Preliminary unaudited results indicate that the Federal Home Loan Banks of the U.S. Federal Reserve Board paid a record amount of approximately $98.7 billion out of their 2014 estimated net income of $101.5 billion to the U.S. Department of Treasury, according to an announcement from the Fed on Friday.
The previous high was $88.4 billion, paid in 2012. The Fed paid $79.6 billion to Treasury in 2013. That number has been above $75 billion every year since 2010 following a then-record high of $47.4 billion in 2009.
The Fed's policy requires each of its FHLBanks to distribute its residual earnings to Treasury, after providing the cost of operations, dividend payments, and the necessary amount to equate surplus with capital paid-in.

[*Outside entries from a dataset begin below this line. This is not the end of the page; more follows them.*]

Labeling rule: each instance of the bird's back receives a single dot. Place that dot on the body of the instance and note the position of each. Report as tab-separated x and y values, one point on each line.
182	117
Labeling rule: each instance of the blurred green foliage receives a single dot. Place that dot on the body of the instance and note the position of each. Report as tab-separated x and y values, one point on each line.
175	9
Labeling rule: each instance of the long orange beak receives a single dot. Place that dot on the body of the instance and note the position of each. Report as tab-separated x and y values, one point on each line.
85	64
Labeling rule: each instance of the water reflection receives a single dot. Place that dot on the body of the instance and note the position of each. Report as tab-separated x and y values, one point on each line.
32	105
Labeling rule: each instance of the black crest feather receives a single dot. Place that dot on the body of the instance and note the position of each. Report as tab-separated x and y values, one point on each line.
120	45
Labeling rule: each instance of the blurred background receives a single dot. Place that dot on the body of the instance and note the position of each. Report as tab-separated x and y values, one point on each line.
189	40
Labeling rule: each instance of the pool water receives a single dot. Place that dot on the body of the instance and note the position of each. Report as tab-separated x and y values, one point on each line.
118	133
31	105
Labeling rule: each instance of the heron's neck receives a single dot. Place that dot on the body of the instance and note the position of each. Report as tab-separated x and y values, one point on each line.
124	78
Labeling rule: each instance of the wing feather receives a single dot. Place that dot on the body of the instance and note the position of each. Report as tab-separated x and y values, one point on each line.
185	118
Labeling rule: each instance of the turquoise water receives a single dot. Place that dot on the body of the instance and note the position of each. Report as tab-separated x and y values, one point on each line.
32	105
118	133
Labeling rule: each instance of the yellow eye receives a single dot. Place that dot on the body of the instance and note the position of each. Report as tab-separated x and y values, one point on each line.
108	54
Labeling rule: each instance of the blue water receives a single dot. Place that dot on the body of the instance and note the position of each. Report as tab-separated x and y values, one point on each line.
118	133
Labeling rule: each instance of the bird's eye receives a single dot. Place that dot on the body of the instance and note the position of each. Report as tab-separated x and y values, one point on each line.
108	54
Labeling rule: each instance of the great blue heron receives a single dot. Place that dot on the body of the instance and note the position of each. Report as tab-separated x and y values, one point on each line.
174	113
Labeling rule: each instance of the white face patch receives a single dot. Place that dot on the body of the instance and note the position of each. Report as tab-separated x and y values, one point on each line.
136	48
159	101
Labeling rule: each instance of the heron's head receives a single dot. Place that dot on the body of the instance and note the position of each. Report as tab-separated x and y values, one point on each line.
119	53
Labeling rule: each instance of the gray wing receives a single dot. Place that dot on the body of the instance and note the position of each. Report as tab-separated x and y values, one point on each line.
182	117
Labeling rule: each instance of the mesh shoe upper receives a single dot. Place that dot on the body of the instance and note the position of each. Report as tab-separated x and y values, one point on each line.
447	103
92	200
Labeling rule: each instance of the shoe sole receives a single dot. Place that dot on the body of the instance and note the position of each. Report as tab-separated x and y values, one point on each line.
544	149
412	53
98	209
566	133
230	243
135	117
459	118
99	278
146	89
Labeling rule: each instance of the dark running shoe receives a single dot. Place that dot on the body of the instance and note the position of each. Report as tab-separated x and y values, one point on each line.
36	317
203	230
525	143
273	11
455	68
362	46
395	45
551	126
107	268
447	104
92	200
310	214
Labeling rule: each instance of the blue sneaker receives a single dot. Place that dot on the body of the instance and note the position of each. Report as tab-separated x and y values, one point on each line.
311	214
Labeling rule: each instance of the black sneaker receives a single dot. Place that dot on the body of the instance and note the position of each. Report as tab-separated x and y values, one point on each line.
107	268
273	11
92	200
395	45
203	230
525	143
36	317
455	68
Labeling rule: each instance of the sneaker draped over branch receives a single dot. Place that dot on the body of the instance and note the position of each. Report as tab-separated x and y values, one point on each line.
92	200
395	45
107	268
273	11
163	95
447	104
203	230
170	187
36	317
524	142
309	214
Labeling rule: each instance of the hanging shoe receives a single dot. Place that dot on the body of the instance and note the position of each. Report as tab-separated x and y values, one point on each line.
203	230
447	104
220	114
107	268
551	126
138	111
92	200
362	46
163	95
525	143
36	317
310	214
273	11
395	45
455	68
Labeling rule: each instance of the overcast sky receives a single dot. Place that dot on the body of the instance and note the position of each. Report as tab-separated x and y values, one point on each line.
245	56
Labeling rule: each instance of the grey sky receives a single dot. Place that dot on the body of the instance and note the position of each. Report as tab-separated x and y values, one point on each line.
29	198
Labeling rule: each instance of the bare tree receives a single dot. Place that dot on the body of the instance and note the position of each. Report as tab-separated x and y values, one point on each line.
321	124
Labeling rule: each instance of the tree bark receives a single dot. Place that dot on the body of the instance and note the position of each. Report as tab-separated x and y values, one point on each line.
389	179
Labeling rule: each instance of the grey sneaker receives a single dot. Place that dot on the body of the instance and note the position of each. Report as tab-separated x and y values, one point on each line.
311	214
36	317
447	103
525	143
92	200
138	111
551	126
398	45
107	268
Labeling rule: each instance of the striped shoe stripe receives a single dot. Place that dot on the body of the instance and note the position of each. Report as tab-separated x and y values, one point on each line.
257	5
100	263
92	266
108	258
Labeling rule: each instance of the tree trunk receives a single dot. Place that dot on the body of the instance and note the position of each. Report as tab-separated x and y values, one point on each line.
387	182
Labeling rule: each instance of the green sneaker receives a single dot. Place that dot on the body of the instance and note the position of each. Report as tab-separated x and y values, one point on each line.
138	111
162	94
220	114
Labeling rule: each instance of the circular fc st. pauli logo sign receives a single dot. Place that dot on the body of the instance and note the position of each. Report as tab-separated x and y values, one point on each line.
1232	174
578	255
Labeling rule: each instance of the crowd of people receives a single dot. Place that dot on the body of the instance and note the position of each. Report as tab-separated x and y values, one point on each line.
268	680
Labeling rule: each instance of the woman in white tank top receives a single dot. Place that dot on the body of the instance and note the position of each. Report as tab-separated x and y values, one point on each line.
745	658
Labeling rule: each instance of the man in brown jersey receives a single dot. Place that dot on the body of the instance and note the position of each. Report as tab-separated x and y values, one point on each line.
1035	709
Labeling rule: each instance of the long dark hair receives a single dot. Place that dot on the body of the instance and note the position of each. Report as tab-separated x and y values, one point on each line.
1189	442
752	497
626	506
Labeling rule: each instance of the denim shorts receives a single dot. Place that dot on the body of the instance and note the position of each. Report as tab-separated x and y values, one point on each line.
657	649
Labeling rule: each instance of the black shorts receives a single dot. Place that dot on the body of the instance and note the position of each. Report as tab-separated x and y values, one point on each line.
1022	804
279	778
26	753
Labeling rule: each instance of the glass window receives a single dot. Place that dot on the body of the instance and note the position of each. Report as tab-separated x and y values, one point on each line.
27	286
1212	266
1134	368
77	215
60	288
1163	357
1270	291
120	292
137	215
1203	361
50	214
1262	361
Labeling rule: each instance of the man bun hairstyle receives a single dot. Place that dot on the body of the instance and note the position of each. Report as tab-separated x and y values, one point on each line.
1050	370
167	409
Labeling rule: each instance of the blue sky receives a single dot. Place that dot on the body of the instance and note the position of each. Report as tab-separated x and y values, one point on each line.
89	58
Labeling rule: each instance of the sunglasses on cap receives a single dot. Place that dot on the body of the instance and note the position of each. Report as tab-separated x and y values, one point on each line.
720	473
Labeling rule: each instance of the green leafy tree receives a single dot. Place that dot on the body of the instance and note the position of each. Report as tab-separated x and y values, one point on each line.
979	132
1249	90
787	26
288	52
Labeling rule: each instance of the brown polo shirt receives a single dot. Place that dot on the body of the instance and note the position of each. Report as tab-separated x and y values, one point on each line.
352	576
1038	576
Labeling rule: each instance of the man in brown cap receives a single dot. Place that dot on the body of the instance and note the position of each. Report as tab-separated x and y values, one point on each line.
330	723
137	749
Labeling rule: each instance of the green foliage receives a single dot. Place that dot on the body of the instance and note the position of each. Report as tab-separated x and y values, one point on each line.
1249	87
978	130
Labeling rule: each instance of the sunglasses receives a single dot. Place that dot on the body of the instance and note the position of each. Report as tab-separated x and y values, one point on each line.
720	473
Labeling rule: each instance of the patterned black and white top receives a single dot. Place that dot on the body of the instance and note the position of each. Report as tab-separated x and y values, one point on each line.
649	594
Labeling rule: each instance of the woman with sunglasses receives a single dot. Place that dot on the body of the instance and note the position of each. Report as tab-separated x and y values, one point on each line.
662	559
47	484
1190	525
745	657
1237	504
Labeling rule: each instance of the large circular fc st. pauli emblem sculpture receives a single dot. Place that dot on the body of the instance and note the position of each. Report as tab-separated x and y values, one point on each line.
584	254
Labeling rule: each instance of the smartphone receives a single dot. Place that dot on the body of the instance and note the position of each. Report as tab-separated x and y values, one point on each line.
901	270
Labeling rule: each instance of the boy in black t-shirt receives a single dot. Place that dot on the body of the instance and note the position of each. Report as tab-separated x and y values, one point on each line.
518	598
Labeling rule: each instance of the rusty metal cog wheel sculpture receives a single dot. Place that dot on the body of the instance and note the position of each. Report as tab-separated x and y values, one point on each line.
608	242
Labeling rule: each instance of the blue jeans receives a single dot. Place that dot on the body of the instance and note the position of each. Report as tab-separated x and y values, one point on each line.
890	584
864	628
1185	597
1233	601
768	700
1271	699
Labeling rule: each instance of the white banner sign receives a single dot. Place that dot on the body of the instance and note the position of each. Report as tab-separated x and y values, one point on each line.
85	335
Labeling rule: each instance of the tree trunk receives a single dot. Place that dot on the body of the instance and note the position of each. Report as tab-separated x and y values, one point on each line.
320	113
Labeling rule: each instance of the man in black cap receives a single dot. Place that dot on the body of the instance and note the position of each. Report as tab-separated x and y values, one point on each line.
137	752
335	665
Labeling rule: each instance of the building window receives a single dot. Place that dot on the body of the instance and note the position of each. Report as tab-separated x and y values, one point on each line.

Interest income on securities acquired through open markets, which totaled $115.9 billion, was primarily responsible for the Fed's 2014 estimated net income of $101.5 billion. Those open market operations included Treasury securities, federal agency and GSE mortgage-backed securities, and GSE debt securities. The operating expenses for the FHLBanks totaled $3.6 billion in 2014 (net of amounts reimbursed by Treasury and other entities for services the banks provided as fiscal agents).
Other assessments on the FHLBanks included $711 million for costs associated with producing, issuing, and retiring currency, $590 million for board expenditures, and $563 million to fund Consumer Financial Protection Bureau (CFPB) operations. Interest expenses associated with reserve balances and term deposits held by depository institutions totaled $6.9 billion for the banks, which also recorded foreign currency translation losses of $2.9 billion that resulted from foreign currency denominated asset holdings being revaluated daily at current exchange rates.
Services of $435 million accounted for additional earnings for the FHLBanks, and consolidated limited liability companies created in response to the financial crisis netted another $101 million in income. Statutory dividends for 2014 amounted to $1.7 billion, and the amount used to equate surplus to capital paid-in totaled $1.1 billion.